As Wikipedia reports, the fastest currently known algorithm for the gcd of two $n$-bit numbers runs in $O(n f(n))$ time where $f(n)$ is a slow-growing function of $n$ (roughly $\log n \cdot \log \log n$). It is not known whether the gcd of two $n$-bit numbers can be computed in $O(n)$ time.
This means that the iterative algorithm for computing the gcd of $k$ $n$-bit numbers (as described in the question) runs in $O(kn f(n))$ time. Obviously, any algorithm needs at least $\Omega(kn)$ time -- this lower bound follows from the fact that any algorithm needs to read the entire input. This doesn't leave much of a gap between the trivial lower bound and the running time of the iterative algorithm. In other words, it doesn't leave much room for improvement in running time.
That's the theoretical answer. From a pragmatic perspective, the $O(n f(n))$-time algorithms only become faster than (asymptotically slower) alternatives once $n$ is fairly large. As a result, if $n$ is not too large, these results might not mean much.

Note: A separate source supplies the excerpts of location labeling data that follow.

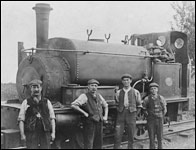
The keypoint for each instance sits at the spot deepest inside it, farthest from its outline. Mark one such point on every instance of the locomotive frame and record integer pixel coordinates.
(64, 65)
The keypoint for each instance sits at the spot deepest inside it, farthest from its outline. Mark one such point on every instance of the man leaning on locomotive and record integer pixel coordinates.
(37, 119)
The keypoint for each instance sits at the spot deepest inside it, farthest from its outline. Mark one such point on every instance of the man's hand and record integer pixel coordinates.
(105, 118)
(23, 137)
(52, 136)
(86, 114)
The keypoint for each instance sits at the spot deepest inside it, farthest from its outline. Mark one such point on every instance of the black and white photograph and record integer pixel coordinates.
(97, 74)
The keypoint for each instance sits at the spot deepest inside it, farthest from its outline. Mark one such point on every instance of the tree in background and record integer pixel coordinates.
(185, 22)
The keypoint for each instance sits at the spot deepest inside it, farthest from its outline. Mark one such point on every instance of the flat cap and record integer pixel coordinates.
(35, 82)
(93, 81)
(153, 85)
(126, 75)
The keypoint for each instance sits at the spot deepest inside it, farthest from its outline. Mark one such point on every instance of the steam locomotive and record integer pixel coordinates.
(65, 65)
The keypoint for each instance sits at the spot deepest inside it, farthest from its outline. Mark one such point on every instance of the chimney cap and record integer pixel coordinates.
(42, 6)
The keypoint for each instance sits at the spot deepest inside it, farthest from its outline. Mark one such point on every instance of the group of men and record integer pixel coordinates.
(37, 118)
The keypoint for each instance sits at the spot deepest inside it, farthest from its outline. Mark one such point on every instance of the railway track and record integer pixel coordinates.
(175, 127)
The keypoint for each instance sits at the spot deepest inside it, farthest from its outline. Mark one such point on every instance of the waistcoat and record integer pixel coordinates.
(93, 107)
(32, 122)
(131, 99)
(155, 108)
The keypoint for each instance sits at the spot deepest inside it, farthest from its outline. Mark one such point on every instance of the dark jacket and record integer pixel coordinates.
(32, 121)
(131, 98)
(94, 108)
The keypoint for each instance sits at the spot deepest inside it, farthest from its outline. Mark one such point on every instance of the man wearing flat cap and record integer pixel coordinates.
(155, 105)
(90, 105)
(129, 105)
(37, 119)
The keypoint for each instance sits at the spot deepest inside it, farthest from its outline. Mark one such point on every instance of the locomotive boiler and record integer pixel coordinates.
(65, 65)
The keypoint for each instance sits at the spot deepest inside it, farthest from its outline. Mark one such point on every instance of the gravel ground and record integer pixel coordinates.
(177, 142)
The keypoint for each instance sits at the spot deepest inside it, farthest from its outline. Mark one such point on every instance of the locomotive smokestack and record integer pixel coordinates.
(42, 24)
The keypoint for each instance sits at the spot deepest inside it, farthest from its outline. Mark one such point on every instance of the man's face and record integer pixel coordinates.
(36, 90)
(154, 90)
(92, 88)
(126, 82)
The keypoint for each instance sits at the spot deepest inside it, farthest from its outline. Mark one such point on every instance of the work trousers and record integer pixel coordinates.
(155, 127)
(93, 134)
(130, 119)
(38, 140)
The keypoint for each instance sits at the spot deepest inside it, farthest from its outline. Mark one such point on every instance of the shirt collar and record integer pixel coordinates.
(126, 90)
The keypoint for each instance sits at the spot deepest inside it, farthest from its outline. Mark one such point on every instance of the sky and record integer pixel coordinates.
(71, 19)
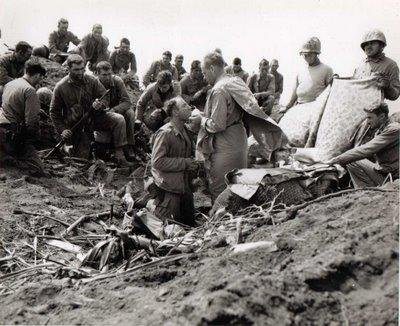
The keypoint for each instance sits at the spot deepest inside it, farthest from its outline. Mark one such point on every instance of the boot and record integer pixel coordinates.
(121, 160)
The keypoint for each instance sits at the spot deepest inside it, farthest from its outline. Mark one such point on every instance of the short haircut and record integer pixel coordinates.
(168, 54)
(125, 40)
(214, 59)
(382, 108)
(33, 67)
(196, 64)
(74, 59)
(62, 21)
(164, 77)
(103, 65)
(170, 105)
(96, 26)
(237, 61)
(23, 46)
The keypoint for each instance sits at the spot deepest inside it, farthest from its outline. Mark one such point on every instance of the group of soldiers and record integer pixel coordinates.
(195, 118)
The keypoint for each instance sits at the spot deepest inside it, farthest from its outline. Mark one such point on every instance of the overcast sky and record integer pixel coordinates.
(251, 29)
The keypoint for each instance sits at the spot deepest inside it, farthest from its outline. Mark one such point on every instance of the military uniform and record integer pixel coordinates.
(71, 100)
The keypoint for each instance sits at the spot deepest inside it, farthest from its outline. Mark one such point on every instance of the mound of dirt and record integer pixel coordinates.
(336, 263)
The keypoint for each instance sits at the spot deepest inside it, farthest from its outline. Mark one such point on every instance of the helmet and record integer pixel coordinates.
(373, 35)
(41, 51)
(311, 45)
(44, 95)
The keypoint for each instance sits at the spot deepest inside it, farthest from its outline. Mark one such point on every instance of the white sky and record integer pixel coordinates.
(250, 29)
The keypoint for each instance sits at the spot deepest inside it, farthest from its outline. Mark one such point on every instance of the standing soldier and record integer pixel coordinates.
(278, 79)
(123, 59)
(179, 66)
(93, 47)
(158, 66)
(194, 87)
(262, 85)
(377, 64)
(313, 78)
(150, 104)
(59, 41)
(19, 118)
(73, 96)
(171, 164)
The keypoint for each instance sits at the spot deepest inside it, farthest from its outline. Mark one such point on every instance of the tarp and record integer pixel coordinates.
(301, 121)
(343, 113)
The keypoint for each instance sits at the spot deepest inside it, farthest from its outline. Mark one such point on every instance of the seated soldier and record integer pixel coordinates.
(157, 66)
(123, 59)
(19, 119)
(74, 96)
(59, 41)
(383, 147)
(150, 104)
(119, 100)
(194, 87)
(171, 164)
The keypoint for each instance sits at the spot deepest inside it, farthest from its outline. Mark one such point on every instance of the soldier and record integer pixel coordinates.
(150, 104)
(312, 80)
(383, 147)
(122, 59)
(179, 66)
(194, 87)
(377, 64)
(171, 164)
(236, 70)
(262, 85)
(119, 100)
(273, 70)
(19, 119)
(73, 96)
(93, 47)
(158, 66)
(59, 41)
(12, 64)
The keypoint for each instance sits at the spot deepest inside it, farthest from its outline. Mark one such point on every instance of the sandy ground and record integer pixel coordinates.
(337, 264)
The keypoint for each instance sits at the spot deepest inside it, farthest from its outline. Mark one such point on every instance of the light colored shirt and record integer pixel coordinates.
(311, 81)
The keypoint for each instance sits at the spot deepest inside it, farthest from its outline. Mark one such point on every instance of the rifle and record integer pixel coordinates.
(74, 127)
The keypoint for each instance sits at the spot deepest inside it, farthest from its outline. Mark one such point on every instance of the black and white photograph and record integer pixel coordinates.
(215, 162)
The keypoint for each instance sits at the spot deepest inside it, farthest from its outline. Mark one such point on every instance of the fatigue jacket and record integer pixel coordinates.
(157, 66)
(385, 66)
(384, 147)
(10, 68)
(170, 157)
(60, 42)
(152, 96)
(70, 100)
(118, 98)
(120, 60)
(94, 50)
(21, 104)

Also, from a pragmatic perspective, we can expect that $\gcd(a,\gcd(b,\gcd(c,d)))$ might be faster than $\gcd(\gcd(a,b),\gcd(c,d))$. They both yield the same answer, but the former might often be faster, because typically one of the two arguments to the gcd will be small. Computing $\gcd(x,y)$ might be faster in practice if $y$ is much smaller than $x$ (because the first step is to replace $y$ with $y \bmod x$) than when $x,y$ are about the same size. So, you might benefit by performing the gcd's in an order that gets you down to a small number as soon as possible.